There are 1 best solutions below

0
On BEST ANSWER

Here's a partial answer.

Let $\mathsf{Picks}(n,k)$ denote the set of all $k$-element subsets of $[1,\ldots n]$. Let $\mathsf{Sums}(n,k)$ denote the set of all $k$-element ordered lists of nonnegative integers whose sum is $n$.

Finally, let $F(m,n)$ denote the probability that the tree has exactly $m$ nodes at step $n$. Because the root node produces at most one scaled copy of itself at each time step, we can write $F(m,n)$ as a recursive relation:

$$F(m,n) = \sum_{a = 0}^m \sum_{\vec{b} \in \mathsf{Picks}(n,a)} \sum_{\vec{c}\in\mathsf{Sums}(a, m-a-1)} \prod_{i=1}^a \frac{1}{2} F(c_i + 1, n-b_i).$$

This is because we can view the generation process as follows:

  1. Determine the number $a$ of immediate children the root node will produce after $m$ time steps.
  2. Determine at what times $\vec{b}$ the children will occur.
  3. Determine how many total descendants $\vec{c}$ each child will have, ensuring that the total number of nodes $1 + a + \sum_i c_i$ adds up to the desired total $m$.
  4. Determine the probability that each subtree yields exactly that number of descendants in the time it has. In our model, this probability is a 1/2 scale version of the overall probability function $F$.

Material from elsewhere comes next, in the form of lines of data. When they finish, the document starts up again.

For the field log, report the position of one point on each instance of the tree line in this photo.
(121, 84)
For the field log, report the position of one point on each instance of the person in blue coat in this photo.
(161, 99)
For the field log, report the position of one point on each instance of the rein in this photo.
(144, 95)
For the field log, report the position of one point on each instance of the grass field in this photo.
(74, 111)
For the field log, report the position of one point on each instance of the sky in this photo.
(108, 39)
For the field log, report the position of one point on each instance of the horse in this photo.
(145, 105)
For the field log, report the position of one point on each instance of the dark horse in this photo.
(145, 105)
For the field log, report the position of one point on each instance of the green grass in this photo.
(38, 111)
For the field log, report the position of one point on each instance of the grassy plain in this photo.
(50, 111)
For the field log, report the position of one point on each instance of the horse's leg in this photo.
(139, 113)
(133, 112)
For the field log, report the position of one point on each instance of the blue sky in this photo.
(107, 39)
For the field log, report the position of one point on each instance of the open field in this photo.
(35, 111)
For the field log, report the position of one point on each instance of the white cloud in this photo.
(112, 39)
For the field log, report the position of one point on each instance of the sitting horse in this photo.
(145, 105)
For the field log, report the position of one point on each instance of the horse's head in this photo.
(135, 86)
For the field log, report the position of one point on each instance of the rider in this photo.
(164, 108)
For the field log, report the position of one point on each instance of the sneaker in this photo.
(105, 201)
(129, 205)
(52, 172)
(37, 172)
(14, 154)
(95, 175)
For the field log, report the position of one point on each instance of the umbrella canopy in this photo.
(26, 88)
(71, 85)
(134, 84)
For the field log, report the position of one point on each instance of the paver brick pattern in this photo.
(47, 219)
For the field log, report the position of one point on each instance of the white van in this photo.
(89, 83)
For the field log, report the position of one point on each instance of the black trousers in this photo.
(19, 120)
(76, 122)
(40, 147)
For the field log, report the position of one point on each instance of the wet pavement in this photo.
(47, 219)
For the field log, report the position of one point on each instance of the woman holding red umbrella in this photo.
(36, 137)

Here's another way of looking at the problem, which might help lead to a closed-form solution:

You can view each tree as a polynomial $P(x) = a_1 x + a_2 x^2 + a_3 x^3 + \ldots$, where $a_{k+1}$ is the number of nodes at level $k$. If you do, then $P(1)$ is the total number of nodes in the tree, and $P(\frac{1}{2})$ is the expected number of nodes that will be added in the next time step.


Actually, using the formula mentioned above, you can get a computer program to collect like terms so that it will tell you the coefficients of

$$F(m,n) = \sum_{a,b} \beta_{a,b}F(a,b).$$

I will have to double-check my work, but when I write such a program, the coefficients seem very much like elements of Pascal's triangle— which would explain the Gaussian curves. (The normalized rows of Pascal's triangle approach a Gaussian distribution as the row becomes large.)

Specifically, assuming I've done my math correctly, it seems that something very much like the following occurs:

$$F(m, n) \equiv \frac{1}{2}\sum_{i=1}^{m-1} \sum_{j=1}^n {{m-i+1} \choose m-i-2}F(i,j)$$

which gives exactly the results you would expect when, for example, the number of nodes exceeds the maximum $2^{\text{# nodes}}$. It might even be possible to expand the definitions of $F(i,j)$ here completely so as to get an explicit closed-form solution.